Se l’aspettava il ritorno della Juve?
 
«La Juventus si è aggrappata all’orgoglio che non aveva mostrato fino alla sconfitta di Monza dove hanno davvero toccato il fondo facendo una partita pessima. Da lì, come sottolineavo, si sono aggrappati all’orgoglio, alla determinazione, alla dignità e, trovando forze nuove nei giovani, hanno messo le basi. Ora, per continuare a venirne fuori, devono aggiungere qualcosa che prima di tutto sono i giocatori che sono mancati.

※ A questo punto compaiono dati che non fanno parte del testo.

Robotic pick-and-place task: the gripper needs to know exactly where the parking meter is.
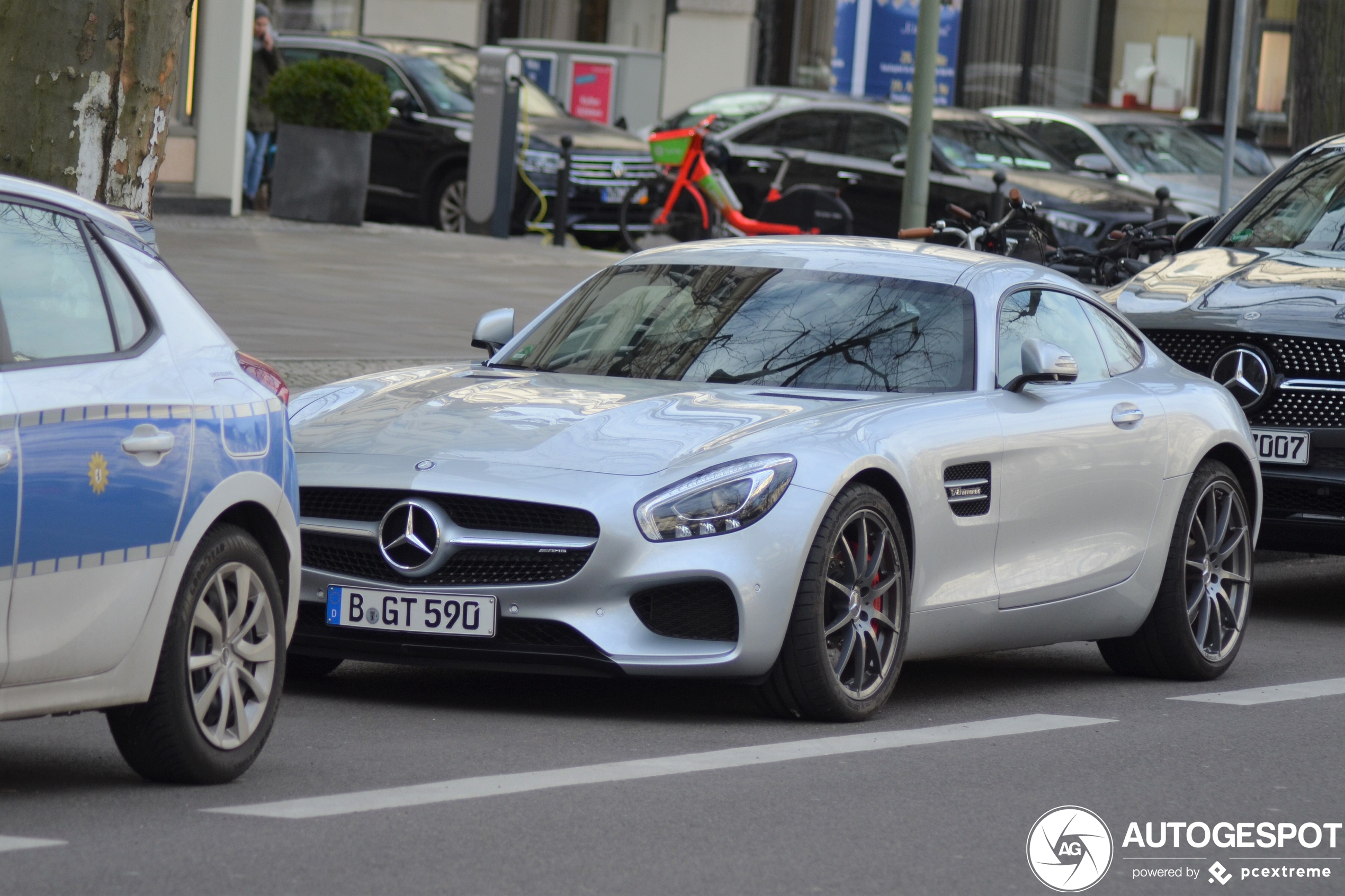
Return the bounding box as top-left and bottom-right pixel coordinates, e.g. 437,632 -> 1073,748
467,47 -> 523,239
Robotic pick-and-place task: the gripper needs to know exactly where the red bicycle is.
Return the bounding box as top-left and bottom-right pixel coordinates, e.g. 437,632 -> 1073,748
620,114 -> 854,252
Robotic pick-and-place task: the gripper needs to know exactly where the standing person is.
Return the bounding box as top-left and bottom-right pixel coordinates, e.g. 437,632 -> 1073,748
244,3 -> 284,209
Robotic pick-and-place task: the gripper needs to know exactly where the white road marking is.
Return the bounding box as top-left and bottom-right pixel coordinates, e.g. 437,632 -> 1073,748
202,714 -> 1116,818
0,837 -> 66,853
1168,678 -> 1345,706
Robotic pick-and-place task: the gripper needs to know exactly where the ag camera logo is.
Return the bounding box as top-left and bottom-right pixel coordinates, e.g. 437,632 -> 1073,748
1028,806 -> 1114,893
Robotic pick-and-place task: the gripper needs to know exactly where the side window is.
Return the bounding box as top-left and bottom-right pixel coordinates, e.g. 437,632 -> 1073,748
845,114 -> 907,162
997,289 -> 1108,385
1081,301 -> 1145,377
0,203 -> 121,361
1034,121 -> 1101,162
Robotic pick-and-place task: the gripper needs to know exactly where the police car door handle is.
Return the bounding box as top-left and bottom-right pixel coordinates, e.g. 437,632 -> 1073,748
121,424 -> 174,467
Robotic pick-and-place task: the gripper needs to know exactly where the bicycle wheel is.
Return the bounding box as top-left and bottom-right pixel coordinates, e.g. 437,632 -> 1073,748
620,177 -> 718,252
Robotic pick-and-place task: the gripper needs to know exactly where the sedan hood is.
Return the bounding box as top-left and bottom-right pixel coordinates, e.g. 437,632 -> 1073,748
291,366 -> 914,475
1104,247 -> 1345,336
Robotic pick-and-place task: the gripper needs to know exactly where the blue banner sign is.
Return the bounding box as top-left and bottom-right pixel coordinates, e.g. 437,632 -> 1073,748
831,0 -> 962,106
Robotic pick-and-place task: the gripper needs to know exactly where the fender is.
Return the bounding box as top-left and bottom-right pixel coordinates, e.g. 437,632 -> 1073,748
0,471 -> 303,720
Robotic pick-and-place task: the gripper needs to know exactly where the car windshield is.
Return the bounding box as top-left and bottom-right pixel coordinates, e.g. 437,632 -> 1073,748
1224,147 -> 1345,252
503,265 -> 975,391
665,90 -> 807,133
934,119 -> 1071,171
398,44 -> 565,119
1098,122 -> 1252,175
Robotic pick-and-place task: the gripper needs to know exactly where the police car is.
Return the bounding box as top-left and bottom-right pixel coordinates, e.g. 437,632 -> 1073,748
0,176 -> 300,783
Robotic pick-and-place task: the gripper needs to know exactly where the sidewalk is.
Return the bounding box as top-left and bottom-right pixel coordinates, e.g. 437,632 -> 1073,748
155,214 -> 620,389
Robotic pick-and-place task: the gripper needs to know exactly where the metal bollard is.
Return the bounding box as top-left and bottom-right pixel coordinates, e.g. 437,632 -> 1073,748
551,135 -> 575,249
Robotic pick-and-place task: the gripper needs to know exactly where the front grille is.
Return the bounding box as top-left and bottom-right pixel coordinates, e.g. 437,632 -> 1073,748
1145,329 -> 1345,425
308,486 -> 598,538
943,460 -> 990,517
1265,479 -> 1345,517
309,532 -> 593,585
570,156 -> 658,187
631,578 -> 738,640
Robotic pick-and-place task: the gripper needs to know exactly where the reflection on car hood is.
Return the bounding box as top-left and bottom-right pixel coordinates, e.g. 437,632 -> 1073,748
1104,247 -> 1345,338
291,364 -> 934,475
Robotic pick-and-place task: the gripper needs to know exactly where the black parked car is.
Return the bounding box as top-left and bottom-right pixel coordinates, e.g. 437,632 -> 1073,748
279,34 -> 653,247
1103,135 -> 1345,554
666,87 -> 1154,249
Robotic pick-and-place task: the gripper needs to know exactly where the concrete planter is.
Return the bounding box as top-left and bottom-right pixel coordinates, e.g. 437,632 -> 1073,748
271,122 -> 374,225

Però hanno ritrovato una logica di squadra e non era scontato che ci riuscissero, visto il punto da cui partivano».
 
Crede che Allegri ora prosegua nel solco del 3-5-2 oppure possa tornare al progetto estivo del 4-3-3?
 
«Penso che ripartirà dal 3-5-2 perché ha trovato delle certezze in una squadra che era in difficoltà e queste certezze a cui la Juve si è aggrappata non vanno abbandonate».  
 
In questa prima parte di stagione è pesata più l’assenza di Pogba per la Juve oppure quella di Lukaku per l’Inter?
 
«Visto il rendimento di Dzeko e di Lautaro, direi l’assenza di Pogba che però ha aiutato la Juve a scoprire i Miretti e i Fagioli».


 
Qual è ora la strada migliore per completarli?
 
«Fagioli è già andato a Cremona e da lì è tornato più sicuro nei suoi mezzi. Anche io, dopo il prestito al Vicenza, sono tornato al Milan con una consapevolezza diversa. I giovani devono giocare e uno non è che può sperare che si facciano male due o tre davanti a lui perché arrivi un’opportunità. Se un giovane si trova in una condizione in cui capisce di avere davanti a sé poco spazio deve pensare a fare un investimento sul proprio futuro deve pensare innanzitutto a trovare continuità».
 
La sorpresa di questa prima parte di stagione e la delusione.
 
«Beh, il Napoli è stato una meraviglia anche per quello che ha fatto in Champions. La delusione direi i primi mesi della Juve che sono stati ben oltre le più pessimistiche aspettative per l’atteggiamento tenuto dalla squadra: qualcosa di assolutamente inaspettato».